The complete 10x Genomics data of 327.41 million barcoded linked reads (116.67x raw coverage) and 324.53 million reads (125.43X raw coverage) were used for de novo assembly of F. benghalensis and F. religiosa genome, respectively, using Supernova v2.1.1 (Weisenfeld et al., 2017). The mis-assembly regions were corrected using Tigmint v1.2.1 (Jackman et al., 2018) with the barcode-processed linked reads resulted from Longranger basic v2.2.0. Quality-filtered RNA-Seq paired-end reads were used to improve the contiguity of this assembly using AGOUTI v0.3.3 (Zhang et al., 2016). Barcode-processed linked reads and error-corrected Nanopore long reads were used for further scaffolding using ARCS v1.1.1 (Yeo et al., 2018) (default settings) and LINKS v1.8.6 (Warren et al., 2015), respectively. Contigs with length of ≥1,000 bp (after scaffolding) were retained (assembly v0.2).
For each of the two species, assembly v0.1 and assembly v0.2 were merged using Quickmerge v0.3 (Chakraborty et al., 2016), which joins the gaps between the sequences in one assembly by using sequences from the other assembly, and thus improve the assembly contiguity (assembly v1). Further, scaffolds from assembly v0.2 were searched against the scaffolds from assembly v1 using BLASTN, and the unique sequences that did not match even with stringent parameters (sequence identity 10%, query coverage 10%, e-value 10−9) were directly added to assembly v1 (Jaiswal et al., 2021; Schmidt et al., 2020). In this process, 910 and 1,976 unique contigs with comparatively shorter lengths (mean sequence length = 39.1 kb and 11.6 kb) were added to the assemblies v1 of F. benghalensis and F. religiosa genomes, respectively. Gap-closing of these assemblies (assembly v2) was performed in three iterations using LR_Gapcloser (Xu et al., 2018) with error-corrected Oxford Nanopore long reads. Finally, barcode-processed 10x Genomics linked reads were used to fix any further local mis-assemblies, small indels, and base errors using Pilon v1.23 (Walker et al., 2014) to generate the final F. benghalensis and F. religiosa genome assemblies (assembly v3). Completeness of these final genome assemblies was checked using embryophyta_odb10 single-copy orthologs dataset from BUSCO v5.2.1 (Simão et al., 2015). Also, to check the comprehensiveness of the final genome assembly, barcode-filtered 10x Genomics linked reads and adapter-processed Nanopore long reads were mapped to the final genome assemblies using BWA-MEM v0.7.17 (Li, 2013), and the mapping percentage was calculated using SAMtools v1.9 “flagstat” (Li et al., 2009). The read alignment results were further analyzed using Qualimap v2.2.2 (Okonechnikov et al., 2016) to calculate the depth distribution for all base positions in the genomes. The detailed information related to genome assembly and processing steps are mentioned in Figure S4.
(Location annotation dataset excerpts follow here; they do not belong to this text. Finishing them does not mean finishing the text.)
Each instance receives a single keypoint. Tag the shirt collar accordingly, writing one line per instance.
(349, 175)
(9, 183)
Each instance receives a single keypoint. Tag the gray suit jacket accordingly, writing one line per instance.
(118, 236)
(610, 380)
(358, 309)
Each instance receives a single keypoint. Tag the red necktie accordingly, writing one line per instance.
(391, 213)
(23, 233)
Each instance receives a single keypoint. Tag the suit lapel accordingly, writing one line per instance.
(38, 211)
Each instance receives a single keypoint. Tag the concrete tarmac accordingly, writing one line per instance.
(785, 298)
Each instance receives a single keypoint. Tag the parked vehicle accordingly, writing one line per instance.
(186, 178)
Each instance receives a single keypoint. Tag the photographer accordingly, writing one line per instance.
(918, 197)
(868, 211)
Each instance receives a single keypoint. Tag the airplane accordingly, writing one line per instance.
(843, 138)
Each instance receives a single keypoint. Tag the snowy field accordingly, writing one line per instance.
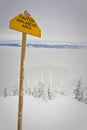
(63, 113)
(59, 68)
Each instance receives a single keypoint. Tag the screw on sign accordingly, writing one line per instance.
(17, 24)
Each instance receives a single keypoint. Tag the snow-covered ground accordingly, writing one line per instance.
(62, 70)
(61, 113)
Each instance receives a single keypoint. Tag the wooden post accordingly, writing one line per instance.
(20, 105)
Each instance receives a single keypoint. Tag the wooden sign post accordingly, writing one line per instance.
(27, 25)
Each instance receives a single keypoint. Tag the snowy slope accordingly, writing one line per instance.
(62, 113)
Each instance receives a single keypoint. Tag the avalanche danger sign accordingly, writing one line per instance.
(26, 24)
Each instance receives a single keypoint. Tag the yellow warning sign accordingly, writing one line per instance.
(26, 24)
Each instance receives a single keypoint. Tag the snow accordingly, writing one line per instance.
(63, 113)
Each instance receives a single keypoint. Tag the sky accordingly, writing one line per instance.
(59, 20)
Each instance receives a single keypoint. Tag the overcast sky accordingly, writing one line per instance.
(63, 20)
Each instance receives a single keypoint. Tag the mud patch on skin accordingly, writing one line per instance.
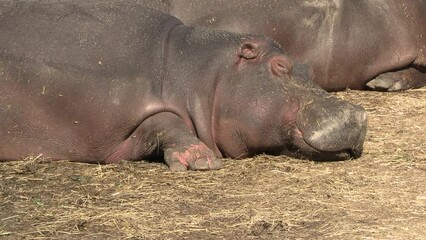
(380, 195)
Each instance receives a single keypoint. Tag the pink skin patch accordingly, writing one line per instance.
(192, 153)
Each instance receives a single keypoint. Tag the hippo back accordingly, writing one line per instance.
(98, 37)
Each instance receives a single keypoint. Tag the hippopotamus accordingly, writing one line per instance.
(102, 83)
(364, 44)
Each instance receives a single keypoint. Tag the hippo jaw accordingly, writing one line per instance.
(330, 134)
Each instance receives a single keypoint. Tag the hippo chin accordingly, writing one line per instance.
(109, 82)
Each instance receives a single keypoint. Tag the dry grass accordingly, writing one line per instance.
(382, 195)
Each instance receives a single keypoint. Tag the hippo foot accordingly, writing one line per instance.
(195, 157)
(390, 82)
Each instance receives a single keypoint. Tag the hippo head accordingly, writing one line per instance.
(269, 104)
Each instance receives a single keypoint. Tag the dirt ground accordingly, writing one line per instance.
(381, 195)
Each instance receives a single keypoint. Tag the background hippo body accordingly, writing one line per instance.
(348, 43)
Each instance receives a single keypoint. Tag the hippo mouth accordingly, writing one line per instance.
(301, 148)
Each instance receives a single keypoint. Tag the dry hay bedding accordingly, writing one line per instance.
(382, 195)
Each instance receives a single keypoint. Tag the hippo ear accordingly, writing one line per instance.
(281, 65)
(249, 51)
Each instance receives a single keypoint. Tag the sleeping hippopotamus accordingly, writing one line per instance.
(109, 82)
(373, 44)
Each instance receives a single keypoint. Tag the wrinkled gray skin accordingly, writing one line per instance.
(375, 44)
(109, 82)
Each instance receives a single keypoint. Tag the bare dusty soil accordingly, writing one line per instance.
(381, 195)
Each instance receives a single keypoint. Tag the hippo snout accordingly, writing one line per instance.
(333, 130)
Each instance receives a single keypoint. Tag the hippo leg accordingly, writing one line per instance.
(399, 80)
(182, 149)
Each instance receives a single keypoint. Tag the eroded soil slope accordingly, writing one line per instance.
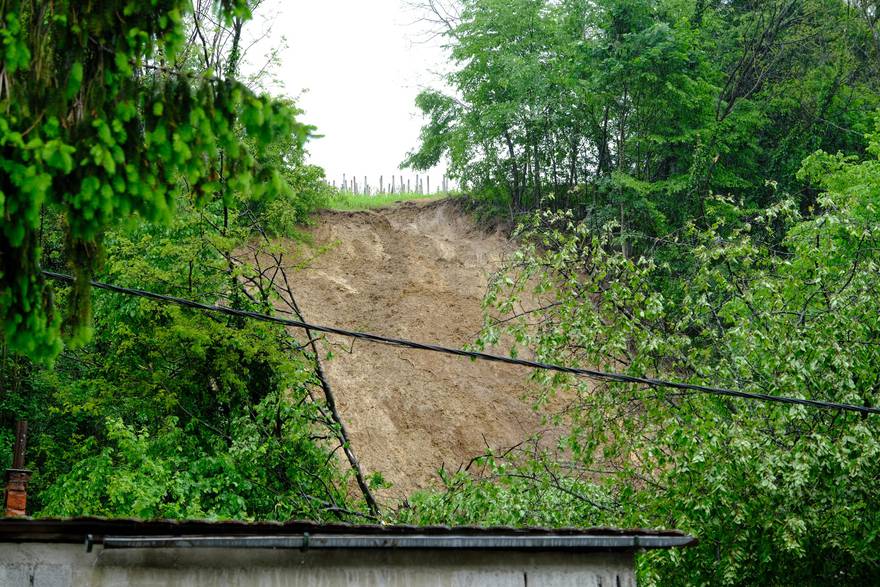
(416, 270)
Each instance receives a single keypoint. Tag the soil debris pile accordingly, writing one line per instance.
(417, 270)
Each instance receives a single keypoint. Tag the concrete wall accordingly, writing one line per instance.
(63, 565)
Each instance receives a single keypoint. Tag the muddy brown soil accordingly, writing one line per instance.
(416, 270)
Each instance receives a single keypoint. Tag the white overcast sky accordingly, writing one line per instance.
(356, 67)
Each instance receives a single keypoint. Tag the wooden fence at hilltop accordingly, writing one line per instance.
(421, 184)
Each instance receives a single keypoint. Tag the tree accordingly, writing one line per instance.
(777, 302)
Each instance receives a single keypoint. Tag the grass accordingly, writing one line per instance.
(348, 201)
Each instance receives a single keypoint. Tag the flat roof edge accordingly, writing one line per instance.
(127, 533)
(404, 542)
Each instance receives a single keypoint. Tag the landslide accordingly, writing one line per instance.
(415, 270)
Sequence variation in the final Ficus genome assemblies was analyzed by mapping the barcode-filtered 10x Genomics linked reads to their respective whole genome assemblies using BWA-MEM v0.7.17 (Li, 2013), and SAMtools v1.9 (Li et al., 2009). Variant calling was performed using BCFtools v1.9 “mpileup” (Li, 2011) with the quality-filtration criteria - sequencing depth ≥30, quality of variant sites ≥30, and mapping quality ≥50.
Genome annotation and gene set construction
Genome annotation for F. benghalensis and F. religiosa species was performed using their corresponding final genome assemblies generated in the previous step. For repeat annotation, de novo repeat libraries were constructed for these genomes using RepeatModeler v2.0.1 (Flynn et al., 2020), which were further clustered to remove redundant sequences using CD-HIT-EST v4.8.1 (Li and Godzik, 2006) with sequence identity of 90%, and seed size of 8 bp. These resultant repeat libraries were used to soft-mask the two Ficus genomes using RepeatMasker v4.1.0 (http://www.repeatmasker.org). Additionally, simple repeat sequences were also predicted in the final genome assemblies using Tandem Repeats Finder (TRF) v4.09 (Benson, 1999).
The repeat-masked genomes of F. benghalensis and F. religiosa were used for gene set construction. MAKER v2.31.10 (Cantarel et al., 2008), the genome annotation pipeline was used to construct the coding gene sets using ab initio and evidence alignment-based approaches. Quality-filtered RNA-Seq reads (using Trimmomatic v0.38) of F. benghalensis from this study, and quality-filtered transcriptome reads of F. religiosa from this study and previous report (Matasci et al., 2014) were used to construct de novo transcriptome assemblies using Trinity v2.9.1 (Haas et al., 2013) with default parameters. The resultant transcriptome assemblies, and the protein sequences of phylogenetically closer species - Cannabis sativa, Malus domestica, Prunus avium, and Rosa chinensis that belong to the same plant order Rosales (obtained from Ensembl Plants release 48) were used as EST and protein evidence for gene set construction of the two respective Ficus species. For ab initio gene finding, AUGUSTUS v3.2.3 (Stanke et al., 2006) was used, and for empirical evidence alignments, BLAST (Altschul et al., 1990) and Exonerate v2.2.0 (https://github.com/nathanweeks/exonerate) were used. The gene models were filtered based on their Annotation Edit Distance (AED) values and length-based criteria. Only the genes with AED values < 0.5, and length (≥300 bp) were selected for the final gene set construction of F. benghalensis and F. religiosa, and termed high-confidence gene sets (Zhang et al., 2019). Completeness of these gene sets was assessed using BUSCO v5.2.1 (Simão et al., 2015) with embryophyta_odb10 dataset of single-copy orthologous genes.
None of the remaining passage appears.